Hedge fund Alden empties newsrooms right after Tribune takeover 

By Julie Reynolds


The bells have tolled and the numbers are grim.

This week, scores of Tribune Publishing employees accepted buyouts that were offered immediately after vulture hedge fund Alden Global Capital took control of the storied newspaper chain.

Their positions will be eliminated, which particularly hurts newsrooms that already have been hard hit by previous buyouts and attrition.

If Alden’s history at MediaNews Group is a guide, expect additional reductions this year in management ranks, and further reductions by attrition as vacant positions go unfilled.

Not everyone who offered to take a buyout was accepted.

At press time, 73 NewsGuild-represented workers across 11 Tribune bargaining units had accepted the buyouts.

In addition, 16 non-union employees are leaving the Chicago Tribune, bringing that paper’s job loss to 40, and Tribune’s total to at least 89.

Several Twitter users also reported 6 or 7 positions were lost at the non-union Reading Eagle, owned by Alden’s other news chain, MNG Enterprises.

UNION STAFF BUYOUTS (excluding part-time staff) |
Source: The NewsGuild. Table revised 7/1/2021 with new information. (Click image to enlarge)
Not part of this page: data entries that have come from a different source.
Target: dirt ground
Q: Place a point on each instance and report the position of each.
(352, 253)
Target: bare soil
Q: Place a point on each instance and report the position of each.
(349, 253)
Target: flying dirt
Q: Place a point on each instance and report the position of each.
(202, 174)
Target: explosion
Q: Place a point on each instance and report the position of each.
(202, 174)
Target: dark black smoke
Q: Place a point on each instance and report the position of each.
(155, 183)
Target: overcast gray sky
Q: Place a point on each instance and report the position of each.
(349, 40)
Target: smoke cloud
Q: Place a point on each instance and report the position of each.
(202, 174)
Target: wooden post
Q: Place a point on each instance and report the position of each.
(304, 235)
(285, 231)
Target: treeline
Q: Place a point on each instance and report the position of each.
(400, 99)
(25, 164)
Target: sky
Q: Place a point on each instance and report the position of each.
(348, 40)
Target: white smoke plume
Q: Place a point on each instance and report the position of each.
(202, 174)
The total number of union jobs lost since these newer units were certified (or, in the case of three older units, since Alden took control of Tribune) stands at 287.

“These buyouts will have an obvious, adverse impact on what we can continue to cover and that’s the sad truth,” said Jennifer Sheehan of the union’s (Allentown, Penn.) Morning Call unit. “Alden unleashed an avalanche of debt onto a debt-free company to do the takeover and before the ink was dry sought buyouts from our valued staff.”
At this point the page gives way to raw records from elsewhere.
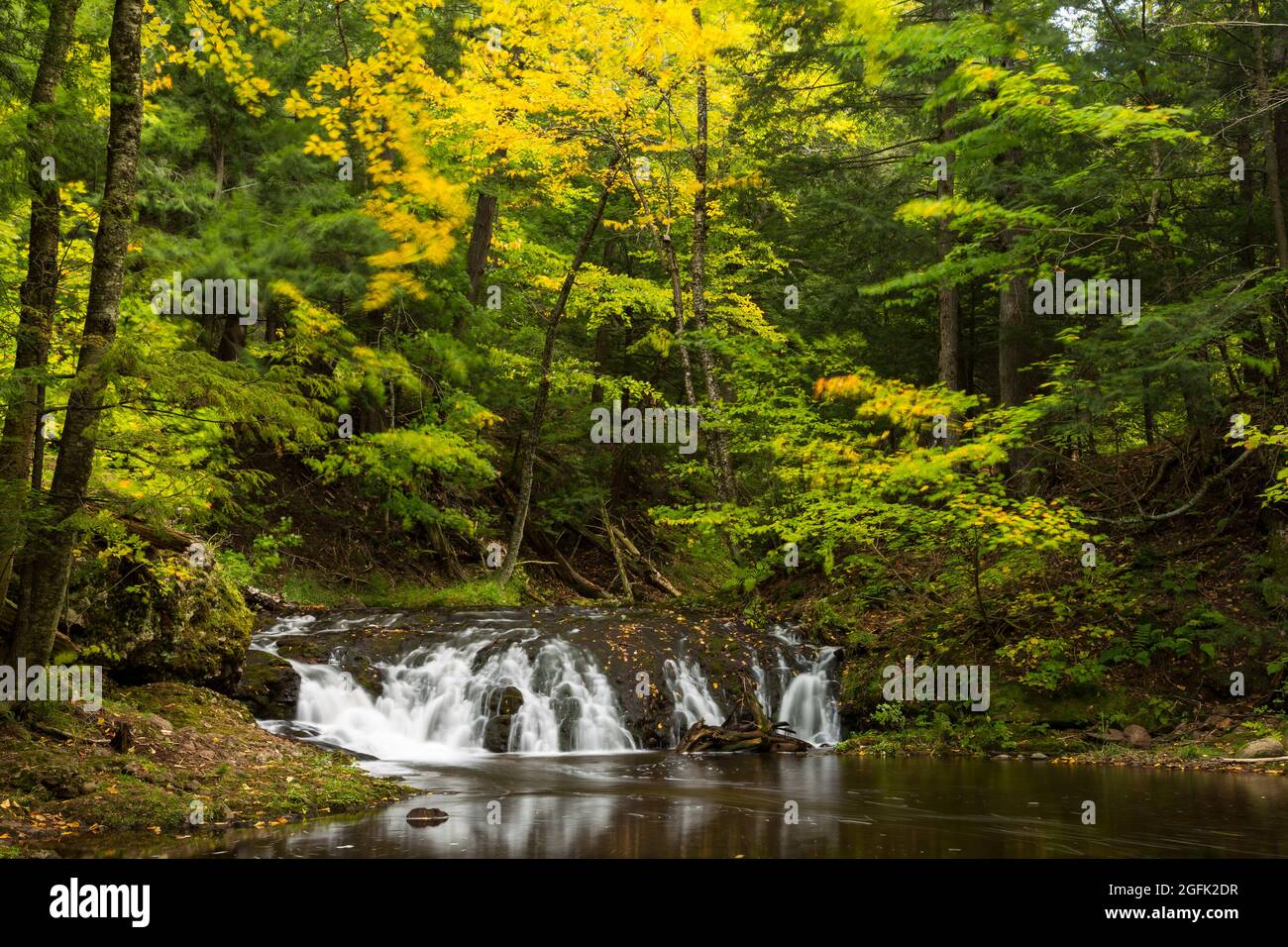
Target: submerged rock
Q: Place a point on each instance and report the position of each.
(702, 738)
(421, 817)
(1137, 736)
(1261, 749)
She said the buyouts mean “decades of experience out the doors.”

“We want everyone to know, however, that those who remain will stay fiercely dedicated to covering our communities regardless of what Alden throws at us,” Sheehan said. “We have demonstrated over the past 17 months as unions that we will not stand for the destruction of what we do and will continue to seek alternatives.”

“Even for Alden, it’s a particularly cruel move.”
— Kristin Hare, Poynter Institute

Most of the departures are coming from newsrooms. Some employees, such as Chicago Tribune columnist John Kass, have already started new ventures or positions elsewhere.

Employees with four years or more on the job were offered 12 weeks’ severance, plus a week of pay for every year worked. Those working less than four years at the company were offered a flat 8 weeks’ severance pay.

Numerous Chicago media outlets reported on the rush of columnists departing from that city’s paper, including Pulitzer Prize winner Mary Schmich, Dahleen Glanton, Heidi Stevens, Phil Rosenthal and Eric Zorn. Susanna Homan, editor and publisher of Tribune’s Chicago magazine, and sports writer Shannon Ryan also announced they are leaving.

In the Chesapeake Bay region, notable losses include staff who survived the 2018 Annapolis Capital Gazette massacre. Among them was editor Rick Hutzell and assistant editor Chase Cook, who famously tweeted, “I can tell you this: we are putting out a damn paper tomorrow,” in the hours after the shootings.


“Even for Alden, it’s a particularly cruel move,” wrote Poynter Institute’s Kristen Hare. The buyouts came three years, almost to the day, after the murders.